Actually, when it comes to cooling fans, more is not always better. Often you will get optimal cooling with a single intake fan low on the front and a single exhaust on the rear. 
What is installed now? There is space for a 12 or 14 cm fan on the back panel just below the power supply and there should be space for another on the front, behind the grill with the FX logo. Also, the large side vent looks like it could mount 2 more if necessary.


----------



## Lunask (Jul 18, 2009)

As of right now there is only a CPU fan. The front is just a graphic, it just looks like that, theres no opening.


----------



## 1 g0t 0wn3d (Jan 31, 2007)

http://www.newegg.com/Product/Product.aspx?Item=N82E16835103061

One fan in the back and you will notice a huge difference in temps when compared to no case fans. Fans are also one of the easiest things to install so you should be fine.
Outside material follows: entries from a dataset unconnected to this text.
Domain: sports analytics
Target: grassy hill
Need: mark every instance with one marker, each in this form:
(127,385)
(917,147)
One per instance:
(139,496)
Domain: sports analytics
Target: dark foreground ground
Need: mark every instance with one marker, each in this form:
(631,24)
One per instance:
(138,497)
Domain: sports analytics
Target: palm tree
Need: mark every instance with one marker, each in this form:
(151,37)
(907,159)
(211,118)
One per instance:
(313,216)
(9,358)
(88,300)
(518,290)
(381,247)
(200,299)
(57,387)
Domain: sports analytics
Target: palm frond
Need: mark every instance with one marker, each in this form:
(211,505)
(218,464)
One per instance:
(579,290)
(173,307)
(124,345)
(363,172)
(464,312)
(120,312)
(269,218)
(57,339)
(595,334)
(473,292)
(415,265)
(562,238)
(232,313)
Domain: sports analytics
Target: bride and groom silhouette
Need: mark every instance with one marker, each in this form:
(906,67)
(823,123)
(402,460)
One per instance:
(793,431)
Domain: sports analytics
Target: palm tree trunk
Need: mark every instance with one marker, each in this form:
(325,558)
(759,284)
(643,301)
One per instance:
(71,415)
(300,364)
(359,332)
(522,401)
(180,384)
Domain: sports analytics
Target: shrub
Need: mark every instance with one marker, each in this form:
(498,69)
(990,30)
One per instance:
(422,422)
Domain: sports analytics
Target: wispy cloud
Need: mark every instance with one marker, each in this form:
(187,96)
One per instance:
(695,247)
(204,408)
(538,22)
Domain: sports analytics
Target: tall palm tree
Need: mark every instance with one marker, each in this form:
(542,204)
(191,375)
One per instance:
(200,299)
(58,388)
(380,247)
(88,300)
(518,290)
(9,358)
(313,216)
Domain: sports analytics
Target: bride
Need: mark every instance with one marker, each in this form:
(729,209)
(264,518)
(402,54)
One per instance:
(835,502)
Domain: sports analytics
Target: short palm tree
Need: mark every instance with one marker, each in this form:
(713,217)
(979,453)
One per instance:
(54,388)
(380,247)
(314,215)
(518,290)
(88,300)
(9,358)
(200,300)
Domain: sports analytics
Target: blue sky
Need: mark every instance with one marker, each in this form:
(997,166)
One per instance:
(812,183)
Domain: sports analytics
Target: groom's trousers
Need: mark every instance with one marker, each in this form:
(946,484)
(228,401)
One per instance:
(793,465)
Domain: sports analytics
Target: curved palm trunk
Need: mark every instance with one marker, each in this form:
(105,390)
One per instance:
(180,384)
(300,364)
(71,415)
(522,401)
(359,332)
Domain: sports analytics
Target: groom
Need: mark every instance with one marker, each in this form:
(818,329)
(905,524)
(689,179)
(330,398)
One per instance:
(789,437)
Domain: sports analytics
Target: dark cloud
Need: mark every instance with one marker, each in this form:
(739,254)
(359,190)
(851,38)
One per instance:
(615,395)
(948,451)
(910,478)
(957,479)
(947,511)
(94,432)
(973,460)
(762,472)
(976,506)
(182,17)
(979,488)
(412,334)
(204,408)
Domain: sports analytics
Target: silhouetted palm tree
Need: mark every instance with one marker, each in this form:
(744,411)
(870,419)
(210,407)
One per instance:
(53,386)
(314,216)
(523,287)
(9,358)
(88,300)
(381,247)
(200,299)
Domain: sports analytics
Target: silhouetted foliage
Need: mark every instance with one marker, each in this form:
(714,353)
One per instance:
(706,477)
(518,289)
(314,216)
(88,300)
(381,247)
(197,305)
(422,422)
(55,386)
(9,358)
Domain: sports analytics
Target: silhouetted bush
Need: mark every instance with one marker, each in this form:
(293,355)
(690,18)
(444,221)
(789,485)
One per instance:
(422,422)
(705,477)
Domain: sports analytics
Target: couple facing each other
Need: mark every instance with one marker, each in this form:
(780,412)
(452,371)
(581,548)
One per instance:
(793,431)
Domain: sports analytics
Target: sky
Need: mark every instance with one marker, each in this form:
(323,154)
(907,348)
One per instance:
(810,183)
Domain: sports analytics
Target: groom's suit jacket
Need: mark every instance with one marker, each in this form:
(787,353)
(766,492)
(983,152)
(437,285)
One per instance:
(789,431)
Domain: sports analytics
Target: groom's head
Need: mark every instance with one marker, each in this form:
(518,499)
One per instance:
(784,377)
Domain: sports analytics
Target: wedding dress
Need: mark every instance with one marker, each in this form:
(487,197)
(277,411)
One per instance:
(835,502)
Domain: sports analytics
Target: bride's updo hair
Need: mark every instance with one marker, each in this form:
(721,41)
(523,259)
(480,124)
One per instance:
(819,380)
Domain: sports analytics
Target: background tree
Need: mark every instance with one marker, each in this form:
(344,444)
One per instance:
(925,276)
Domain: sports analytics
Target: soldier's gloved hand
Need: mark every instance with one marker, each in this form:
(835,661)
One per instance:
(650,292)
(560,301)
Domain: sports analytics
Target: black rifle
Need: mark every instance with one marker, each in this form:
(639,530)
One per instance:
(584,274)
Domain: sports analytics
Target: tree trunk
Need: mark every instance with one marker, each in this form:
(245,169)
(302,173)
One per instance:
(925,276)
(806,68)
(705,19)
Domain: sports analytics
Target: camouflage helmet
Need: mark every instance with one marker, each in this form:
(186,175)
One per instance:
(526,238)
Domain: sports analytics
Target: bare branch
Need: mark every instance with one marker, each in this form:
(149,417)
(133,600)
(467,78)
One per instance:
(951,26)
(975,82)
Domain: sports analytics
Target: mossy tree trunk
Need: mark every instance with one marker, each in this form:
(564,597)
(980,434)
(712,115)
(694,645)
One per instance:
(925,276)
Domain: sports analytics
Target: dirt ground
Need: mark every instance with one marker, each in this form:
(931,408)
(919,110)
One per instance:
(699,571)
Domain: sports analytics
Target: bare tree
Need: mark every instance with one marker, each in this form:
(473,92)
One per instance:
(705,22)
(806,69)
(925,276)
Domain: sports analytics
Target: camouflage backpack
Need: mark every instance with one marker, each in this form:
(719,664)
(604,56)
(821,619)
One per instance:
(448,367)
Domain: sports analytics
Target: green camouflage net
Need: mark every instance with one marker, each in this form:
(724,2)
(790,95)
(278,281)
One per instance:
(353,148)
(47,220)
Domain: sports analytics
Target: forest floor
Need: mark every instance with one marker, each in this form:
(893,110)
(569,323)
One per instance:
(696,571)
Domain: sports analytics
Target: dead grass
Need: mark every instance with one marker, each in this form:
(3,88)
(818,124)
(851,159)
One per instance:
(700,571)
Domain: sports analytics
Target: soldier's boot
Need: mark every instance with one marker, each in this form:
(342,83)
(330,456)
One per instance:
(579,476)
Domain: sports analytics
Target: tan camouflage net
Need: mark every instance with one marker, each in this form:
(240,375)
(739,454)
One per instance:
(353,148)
Before you get two fans though make sure you have a spot in the from to mount it.


----------



## Lunask (Jul 18, 2009)

1 g0t 0wn3d said:


> http://www.newegg.com/Product/Product.aspx?Item=N82E16835103061
> 
> One fan in the back and you will notice a huge difference in temps when compared to no case fans. Fans are also one of the easiest things to install so you should be fine.
> 
> Before you get two fans though make sure you have a spot in the from to mount it.


Thanks a lot, are you sure that a 120mm will fit? 
Also I can't seem to find where I can connect the power cable for the fan, maybe I'm just blind. Usually where is it on the mobo?


----------



## 1 g0t 0wn3d (Jan 31, 2007)

Yes it is on the motherboard, however the fan i listed comes with a connector that connects it to a molex power connector off the power supply. 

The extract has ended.